Line 203: What was the average duration of anti-TNF therapy for patients in the non-responder group?

Line 204: Please clarify, when you say 15 cases had infections that did not require hospitalization, are those 15 unique patients? Or were any of the cases, repeated by a patient with 2 or 3 cases/episodes? Is this infection rate similar to those reported in the literature with anti-TNF use?

Validity of the findings

Lines 215-217: Regarding the missing data for the 12 patients, was the data deemed clinically insignificant data to determine the response vs non-response outcome or confirm adverse effect data? If so, please indicate as such. Otherwise, please clarify how you categorized those patients into your analysis? Were they then put in the non-responder group?

Comments for the author

It was a very well written paper with many robust statistical analysis performed to support the results and discussion.

·

Basic reporting

The manuscript by Bounthavong et al. provided a nice overview of the use of anti-TNF agents in the VA setting.
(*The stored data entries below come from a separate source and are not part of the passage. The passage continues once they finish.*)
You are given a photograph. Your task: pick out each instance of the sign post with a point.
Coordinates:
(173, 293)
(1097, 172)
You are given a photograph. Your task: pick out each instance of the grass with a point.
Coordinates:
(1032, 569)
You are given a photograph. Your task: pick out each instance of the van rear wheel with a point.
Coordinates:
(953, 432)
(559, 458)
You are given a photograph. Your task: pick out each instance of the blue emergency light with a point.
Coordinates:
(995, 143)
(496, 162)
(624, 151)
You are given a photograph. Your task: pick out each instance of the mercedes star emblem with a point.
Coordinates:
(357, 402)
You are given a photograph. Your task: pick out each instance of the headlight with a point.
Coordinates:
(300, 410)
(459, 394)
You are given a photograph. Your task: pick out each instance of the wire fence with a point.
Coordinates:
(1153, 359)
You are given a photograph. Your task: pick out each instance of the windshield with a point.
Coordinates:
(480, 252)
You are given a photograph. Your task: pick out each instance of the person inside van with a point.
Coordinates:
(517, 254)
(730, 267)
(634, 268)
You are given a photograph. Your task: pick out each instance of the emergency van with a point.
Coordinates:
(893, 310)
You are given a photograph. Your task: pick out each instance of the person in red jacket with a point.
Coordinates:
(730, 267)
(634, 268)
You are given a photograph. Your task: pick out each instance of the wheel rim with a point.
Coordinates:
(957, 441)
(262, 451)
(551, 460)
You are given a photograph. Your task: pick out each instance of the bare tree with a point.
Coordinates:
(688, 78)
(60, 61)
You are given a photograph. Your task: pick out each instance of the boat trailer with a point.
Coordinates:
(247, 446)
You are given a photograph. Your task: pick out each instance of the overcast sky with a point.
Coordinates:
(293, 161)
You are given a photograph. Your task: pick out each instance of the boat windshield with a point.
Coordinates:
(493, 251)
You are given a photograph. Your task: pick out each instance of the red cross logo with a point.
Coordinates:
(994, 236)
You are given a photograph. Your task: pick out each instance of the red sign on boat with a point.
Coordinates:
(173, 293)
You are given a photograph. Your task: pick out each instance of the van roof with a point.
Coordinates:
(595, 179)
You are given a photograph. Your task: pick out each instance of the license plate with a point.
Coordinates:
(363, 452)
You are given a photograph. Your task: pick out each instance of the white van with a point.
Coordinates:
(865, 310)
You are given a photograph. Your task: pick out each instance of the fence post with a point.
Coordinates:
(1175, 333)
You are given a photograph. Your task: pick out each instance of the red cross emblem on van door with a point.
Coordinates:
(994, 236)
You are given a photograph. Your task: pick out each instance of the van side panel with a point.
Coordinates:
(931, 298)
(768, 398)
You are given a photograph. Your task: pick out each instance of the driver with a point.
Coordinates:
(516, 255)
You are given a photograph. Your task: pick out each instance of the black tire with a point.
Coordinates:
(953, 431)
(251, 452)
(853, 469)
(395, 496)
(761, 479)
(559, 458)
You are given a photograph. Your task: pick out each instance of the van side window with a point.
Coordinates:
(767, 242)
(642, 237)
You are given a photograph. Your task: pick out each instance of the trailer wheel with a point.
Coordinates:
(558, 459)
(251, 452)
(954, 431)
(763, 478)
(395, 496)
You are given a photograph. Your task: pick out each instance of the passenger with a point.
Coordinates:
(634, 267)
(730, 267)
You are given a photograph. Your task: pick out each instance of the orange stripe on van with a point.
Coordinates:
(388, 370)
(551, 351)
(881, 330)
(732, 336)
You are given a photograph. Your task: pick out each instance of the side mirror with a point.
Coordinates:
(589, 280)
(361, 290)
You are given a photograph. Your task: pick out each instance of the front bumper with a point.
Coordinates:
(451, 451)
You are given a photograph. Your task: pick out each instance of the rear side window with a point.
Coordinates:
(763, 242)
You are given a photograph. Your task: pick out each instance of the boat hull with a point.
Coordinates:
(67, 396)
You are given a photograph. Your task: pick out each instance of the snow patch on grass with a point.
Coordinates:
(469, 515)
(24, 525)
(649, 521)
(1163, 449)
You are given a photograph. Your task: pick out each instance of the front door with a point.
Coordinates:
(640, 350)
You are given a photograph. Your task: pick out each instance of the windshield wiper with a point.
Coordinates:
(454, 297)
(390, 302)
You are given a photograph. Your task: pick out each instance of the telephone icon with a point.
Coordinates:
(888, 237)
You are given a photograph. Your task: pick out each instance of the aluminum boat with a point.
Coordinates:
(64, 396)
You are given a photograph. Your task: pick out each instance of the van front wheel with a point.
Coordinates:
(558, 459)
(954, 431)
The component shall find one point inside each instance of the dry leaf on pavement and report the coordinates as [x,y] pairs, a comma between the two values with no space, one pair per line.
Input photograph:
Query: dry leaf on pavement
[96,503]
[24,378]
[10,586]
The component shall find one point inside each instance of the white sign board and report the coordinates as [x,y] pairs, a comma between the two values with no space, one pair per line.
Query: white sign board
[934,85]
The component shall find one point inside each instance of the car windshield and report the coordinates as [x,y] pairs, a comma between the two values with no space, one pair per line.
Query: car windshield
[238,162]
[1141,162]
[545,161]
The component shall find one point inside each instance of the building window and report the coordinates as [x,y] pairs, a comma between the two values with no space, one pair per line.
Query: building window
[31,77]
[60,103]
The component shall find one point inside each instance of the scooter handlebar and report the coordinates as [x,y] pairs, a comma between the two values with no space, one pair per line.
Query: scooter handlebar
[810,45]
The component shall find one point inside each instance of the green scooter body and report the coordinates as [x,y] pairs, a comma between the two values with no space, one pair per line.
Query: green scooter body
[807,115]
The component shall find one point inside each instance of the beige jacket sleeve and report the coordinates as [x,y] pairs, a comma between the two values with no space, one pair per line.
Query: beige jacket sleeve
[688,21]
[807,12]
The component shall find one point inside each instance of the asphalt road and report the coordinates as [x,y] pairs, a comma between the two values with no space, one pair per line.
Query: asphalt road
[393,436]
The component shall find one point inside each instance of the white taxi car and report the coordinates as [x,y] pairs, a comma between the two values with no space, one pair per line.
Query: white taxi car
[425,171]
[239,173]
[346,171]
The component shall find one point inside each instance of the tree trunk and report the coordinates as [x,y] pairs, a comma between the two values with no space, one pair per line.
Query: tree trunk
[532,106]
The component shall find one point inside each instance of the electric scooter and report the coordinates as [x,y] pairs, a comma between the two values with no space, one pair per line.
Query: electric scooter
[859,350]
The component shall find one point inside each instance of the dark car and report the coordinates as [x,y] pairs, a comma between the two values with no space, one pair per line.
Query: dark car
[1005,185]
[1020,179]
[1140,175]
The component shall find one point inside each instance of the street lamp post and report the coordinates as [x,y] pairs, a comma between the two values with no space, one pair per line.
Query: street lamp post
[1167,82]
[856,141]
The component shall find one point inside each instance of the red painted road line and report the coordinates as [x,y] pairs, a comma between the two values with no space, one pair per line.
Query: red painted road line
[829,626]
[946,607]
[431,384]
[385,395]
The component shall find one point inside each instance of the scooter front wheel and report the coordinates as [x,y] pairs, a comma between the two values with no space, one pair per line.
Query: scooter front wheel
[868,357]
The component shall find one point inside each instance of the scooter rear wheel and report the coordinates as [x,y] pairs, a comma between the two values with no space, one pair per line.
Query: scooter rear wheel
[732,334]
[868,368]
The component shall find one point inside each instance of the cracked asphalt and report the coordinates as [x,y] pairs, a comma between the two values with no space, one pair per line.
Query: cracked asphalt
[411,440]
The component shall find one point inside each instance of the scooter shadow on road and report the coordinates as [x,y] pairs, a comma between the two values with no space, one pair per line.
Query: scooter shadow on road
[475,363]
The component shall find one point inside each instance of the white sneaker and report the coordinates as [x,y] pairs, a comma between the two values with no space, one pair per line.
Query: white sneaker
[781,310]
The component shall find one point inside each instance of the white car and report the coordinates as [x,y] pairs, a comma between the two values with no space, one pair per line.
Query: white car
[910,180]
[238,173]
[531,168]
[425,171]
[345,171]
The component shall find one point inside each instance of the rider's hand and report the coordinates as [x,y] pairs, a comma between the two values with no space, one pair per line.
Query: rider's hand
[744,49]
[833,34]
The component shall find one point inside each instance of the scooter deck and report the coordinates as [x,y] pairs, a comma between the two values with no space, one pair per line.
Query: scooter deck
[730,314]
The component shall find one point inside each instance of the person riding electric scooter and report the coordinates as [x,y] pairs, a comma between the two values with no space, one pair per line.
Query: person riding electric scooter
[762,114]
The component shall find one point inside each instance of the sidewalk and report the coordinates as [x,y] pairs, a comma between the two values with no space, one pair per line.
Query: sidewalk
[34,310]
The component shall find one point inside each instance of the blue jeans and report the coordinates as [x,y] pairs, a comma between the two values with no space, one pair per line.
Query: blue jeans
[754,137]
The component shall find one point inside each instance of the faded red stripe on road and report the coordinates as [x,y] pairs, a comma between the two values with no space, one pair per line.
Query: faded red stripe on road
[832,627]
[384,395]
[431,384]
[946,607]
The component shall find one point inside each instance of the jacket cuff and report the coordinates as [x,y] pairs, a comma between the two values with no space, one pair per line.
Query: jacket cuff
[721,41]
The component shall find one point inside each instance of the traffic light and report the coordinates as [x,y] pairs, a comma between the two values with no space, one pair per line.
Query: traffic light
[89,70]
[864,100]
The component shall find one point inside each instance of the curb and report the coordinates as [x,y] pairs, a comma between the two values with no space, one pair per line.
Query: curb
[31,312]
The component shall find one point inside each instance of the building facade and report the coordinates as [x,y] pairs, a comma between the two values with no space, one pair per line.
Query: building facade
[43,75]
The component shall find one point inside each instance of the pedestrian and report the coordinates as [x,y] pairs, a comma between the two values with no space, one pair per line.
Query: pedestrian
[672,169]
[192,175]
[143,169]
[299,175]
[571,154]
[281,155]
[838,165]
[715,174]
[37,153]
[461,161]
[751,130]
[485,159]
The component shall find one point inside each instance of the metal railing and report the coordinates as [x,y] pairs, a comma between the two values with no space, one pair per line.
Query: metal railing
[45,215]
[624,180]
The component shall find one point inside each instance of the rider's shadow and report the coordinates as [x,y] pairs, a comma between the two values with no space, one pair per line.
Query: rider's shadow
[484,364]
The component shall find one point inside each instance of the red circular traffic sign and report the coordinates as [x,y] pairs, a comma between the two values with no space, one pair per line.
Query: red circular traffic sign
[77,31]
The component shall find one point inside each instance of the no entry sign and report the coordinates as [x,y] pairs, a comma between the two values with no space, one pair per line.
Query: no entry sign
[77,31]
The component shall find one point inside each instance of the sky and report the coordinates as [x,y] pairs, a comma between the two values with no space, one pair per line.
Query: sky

The manuscript provided an adequate introduction and background and demonstrates that the material presented is unique and novel.

Experimental design

The method section is adequately explained with sufficient detail.

The definitions for clinical efficacy seem to be vague.
The difference between responders and partial responders seem to be subjective.

The use of concomitant immunomodulators was mentioned but not included in the secondary aims.

Patients on comcomitant immunomodulators for example infliximab + azathioprine will have different outcomes than individuals on monotherapy with anti-TNF agents.

No mention was made regarding the severity of disease for example in Crohn's disease patients with mild to moderate disease will respond differently than patients with moderate to severe disease.

Validity of the findings

The overall design and primary aims are clearly stated.

The results of the study are limited by the sample size. It is difficult to generalize the findings of the study based on the the findings of 92 patients and even smaller sub groups (27 Crohn's disease and 24 RA).

Comments for the author

Overall it is a nice study that attempts to provide some important information in the VA setting.

The methods and results can be made more robust by collecting more data. Consider collecting more than one year of data. Looking at concomitant use of immunomodulators.